The most important consideration for your outdoor bin is to construct it in a way that allows for constant air flow. This is why the apple crates work well, due to the slight gaps in the wood. Recycled pallets would also work, as would a container with several small holes. (Worried about pests? Keep reading.)
If you’re not into DIY, you can also buy one ready-made.
A tip if you live in a large apartment building: unless someone is coming to pick up your compost directly, you will need access to some sort of outdoor space. If you’re worried about taking up a tiny portion of your complex’s common area, talk to your neighbors about making this a community compost that anyone can add to (once they understand the rules). It’s a great opportunity to educate and provide a service. If your management has any concerns, let them know this is akin to gardening and something you are willing to take responsibility for.
What can I compost?
Remember your browns and greens. Most people who have a negative connotation of compost picture a smelly, fly-ridden trash can. This is not what a compost bin should be. The key to successful compost is the ratio of browns (carbon sources such as dried leaves, flowers, sticks, shredded newspaper, and uncoated cardboard) to greens (nitrogen sources such as fruit and vegetable peels, coffee grinds, and egg shells).
You’ll want to the ratio of your bin to be two or three part browns for every one part of greens. This is important for keeping pests away and to ensure there is enough material to break down without turning to smelly sludge. Every time you add your inside greens to your outdoor bin, get in the habit of adding more browns and stirring everything together to aerate, bringing what’s near the bottom up to the top.
After doing this for several weeks, you’ll start to notice that what’s on the bottom of your bin should look like crumbly potting soil and smell earthy, not stinky. If your pile is too dry, it’s a sign you need to add more greens. If it’s too slimy or wet, then try adding more browns.
At-home compost approved: Fruit peels, fruit cores, vegetable skins, animal fur, nail clippings, houseplants, nut shells, coffee grains, bread, egg shells, sawdust, tea leaves, yard trimmings, uncoated paper, fireplace ash from natural wood.
Not at-home compost approved: Meat products, bones, fish, dairy products, grease or fat, oils, eggs, diseased plants, pet feces, anything treated with chemicals or pesticides, coal or charcoal ash.
A tip on worms: Vermicomposting is a kind of composting that relies on a certain type of earthworm (red wiggler) to digest organic matter, which can eat its weight in one day. You don’t need to add any outside worms to your bin if you are composting at home in the conventional method.

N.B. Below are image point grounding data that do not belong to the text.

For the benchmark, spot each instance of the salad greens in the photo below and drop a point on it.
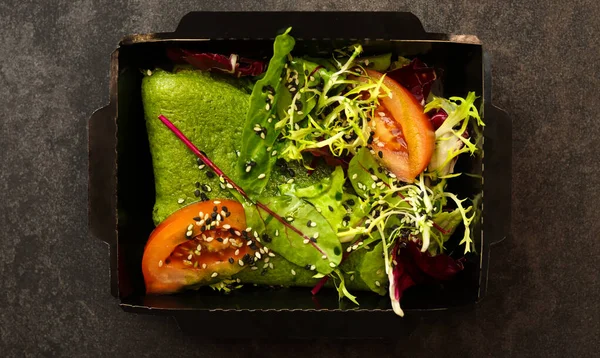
(361, 223)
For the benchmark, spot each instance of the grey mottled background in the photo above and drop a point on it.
(54, 290)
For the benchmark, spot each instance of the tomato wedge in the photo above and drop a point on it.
(403, 136)
(197, 245)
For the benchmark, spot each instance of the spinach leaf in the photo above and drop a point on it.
(303, 237)
(259, 133)
(341, 209)
(446, 222)
(363, 169)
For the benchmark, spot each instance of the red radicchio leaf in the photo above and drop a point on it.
(235, 65)
(411, 267)
(416, 77)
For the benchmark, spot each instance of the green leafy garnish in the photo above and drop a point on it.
(259, 134)
(450, 141)
(316, 244)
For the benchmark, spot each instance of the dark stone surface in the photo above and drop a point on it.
(543, 297)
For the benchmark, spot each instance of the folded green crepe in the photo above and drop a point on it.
(211, 109)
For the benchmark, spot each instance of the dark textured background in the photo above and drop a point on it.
(543, 297)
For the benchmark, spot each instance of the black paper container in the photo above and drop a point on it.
(121, 185)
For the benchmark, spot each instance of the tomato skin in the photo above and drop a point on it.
(164, 265)
(406, 156)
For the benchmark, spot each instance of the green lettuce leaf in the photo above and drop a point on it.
(341, 209)
(318, 245)
(259, 133)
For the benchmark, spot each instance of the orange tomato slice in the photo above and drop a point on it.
(403, 136)
(198, 244)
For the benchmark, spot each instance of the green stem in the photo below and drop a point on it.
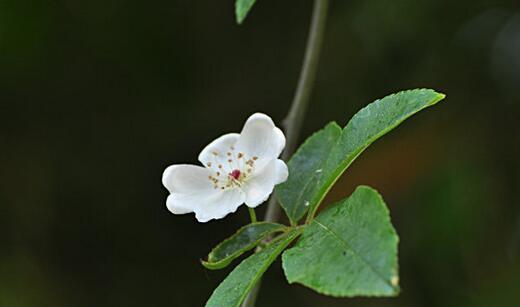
(294, 119)
(252, 214)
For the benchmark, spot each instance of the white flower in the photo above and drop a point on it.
(238, 168)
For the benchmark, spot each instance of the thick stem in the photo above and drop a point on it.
(252, 214)
(294, 119)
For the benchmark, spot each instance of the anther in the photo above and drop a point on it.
(235, 174)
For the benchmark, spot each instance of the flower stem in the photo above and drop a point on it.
(252, 214)
(294, 119)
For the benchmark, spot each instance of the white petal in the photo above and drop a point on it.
(261, 184)
(261, 138)
(207, 206)
(216, 152)
(186, 178)
(220, 205)
(192, 191)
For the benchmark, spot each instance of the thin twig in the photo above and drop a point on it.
(294, 119)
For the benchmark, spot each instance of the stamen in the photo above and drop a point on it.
(235, 174)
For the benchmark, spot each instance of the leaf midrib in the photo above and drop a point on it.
(356, 253)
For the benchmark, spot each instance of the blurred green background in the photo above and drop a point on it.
(98, 97)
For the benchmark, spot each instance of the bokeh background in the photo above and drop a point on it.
(98, 97)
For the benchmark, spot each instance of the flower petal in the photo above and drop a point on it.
(214, 205)
(261, 184)
(215, 153)
(192, 191)
(220, 204)
(261, 138)
(186, 178)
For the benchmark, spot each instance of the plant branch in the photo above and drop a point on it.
(294, 119)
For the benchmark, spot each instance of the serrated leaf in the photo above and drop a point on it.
(233, 290)
(305, 171)
(246, 238)
(350, 249)
(242, 8)
(369, 124)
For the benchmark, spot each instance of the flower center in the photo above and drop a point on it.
(235, 174)
(230, 169)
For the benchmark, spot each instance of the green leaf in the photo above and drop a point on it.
(242, 7)
(350, 249)
(244, 239)
(305, 171)
(321, 160)
(232, 291)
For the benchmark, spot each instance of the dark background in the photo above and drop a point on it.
(98, 97)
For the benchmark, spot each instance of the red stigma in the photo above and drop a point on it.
(235, 174)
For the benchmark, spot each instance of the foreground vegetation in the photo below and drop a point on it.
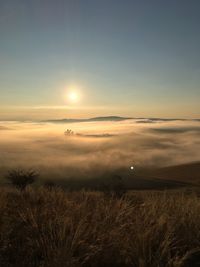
(49, 227)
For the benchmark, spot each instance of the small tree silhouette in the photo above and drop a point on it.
(21, 178)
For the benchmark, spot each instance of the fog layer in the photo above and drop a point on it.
(97, 147)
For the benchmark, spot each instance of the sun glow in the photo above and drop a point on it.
(73, 96)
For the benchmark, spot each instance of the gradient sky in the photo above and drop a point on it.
(127, 57)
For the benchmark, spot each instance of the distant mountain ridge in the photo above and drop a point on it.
(106, 118)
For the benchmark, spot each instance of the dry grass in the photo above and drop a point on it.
(52, 228)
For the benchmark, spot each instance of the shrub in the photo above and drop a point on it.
(21, 178)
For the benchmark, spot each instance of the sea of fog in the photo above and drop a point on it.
(97, 147)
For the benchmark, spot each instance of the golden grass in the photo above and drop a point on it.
(52, 228)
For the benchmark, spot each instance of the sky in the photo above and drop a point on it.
(135, 58)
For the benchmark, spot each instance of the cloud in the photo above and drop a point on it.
(97, 147)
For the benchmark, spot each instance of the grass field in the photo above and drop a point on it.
(50, 227)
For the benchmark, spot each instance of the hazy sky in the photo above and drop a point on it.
(126, 57)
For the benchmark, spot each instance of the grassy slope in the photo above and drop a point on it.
(50, 228)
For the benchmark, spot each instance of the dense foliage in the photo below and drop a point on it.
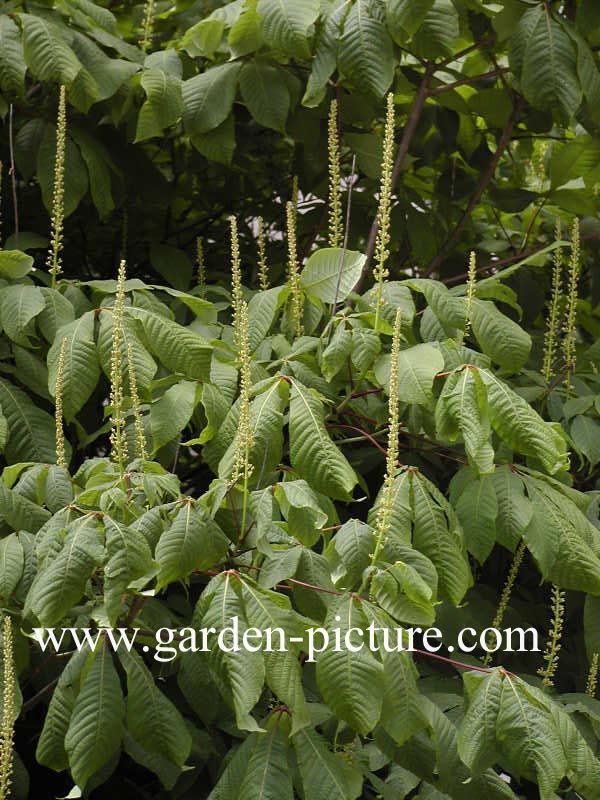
(277, 436)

If you have a very, very small space, no access to an outside area, or there isn’t a pick-up solution near you, then vermicomposting could be your best option. This is helpful to get you started
When is compost “done”?
The end game for compost is healthy, earthy soil. As you continue to add to and mix up your bin, within a few months (depending on how much you are adding at a time) this should be the majority of what your bin contains. You can use finished compost as fertilizer in a garden, potting soil, a housewarming gift (I am not joking; bags of organic dirt can be pricey!) — or give some love to Mother Earth and spread it around what’s growing in your neighborhood.
Then, start your bin up again! It’s amazing how doing this one small thing for the environment will connect you with it like never before. Since starting a compost pile, I’ve naturally produced less trash, less food waste, and have felt like my actions were truly making a difference — I even have the dirt to prove it.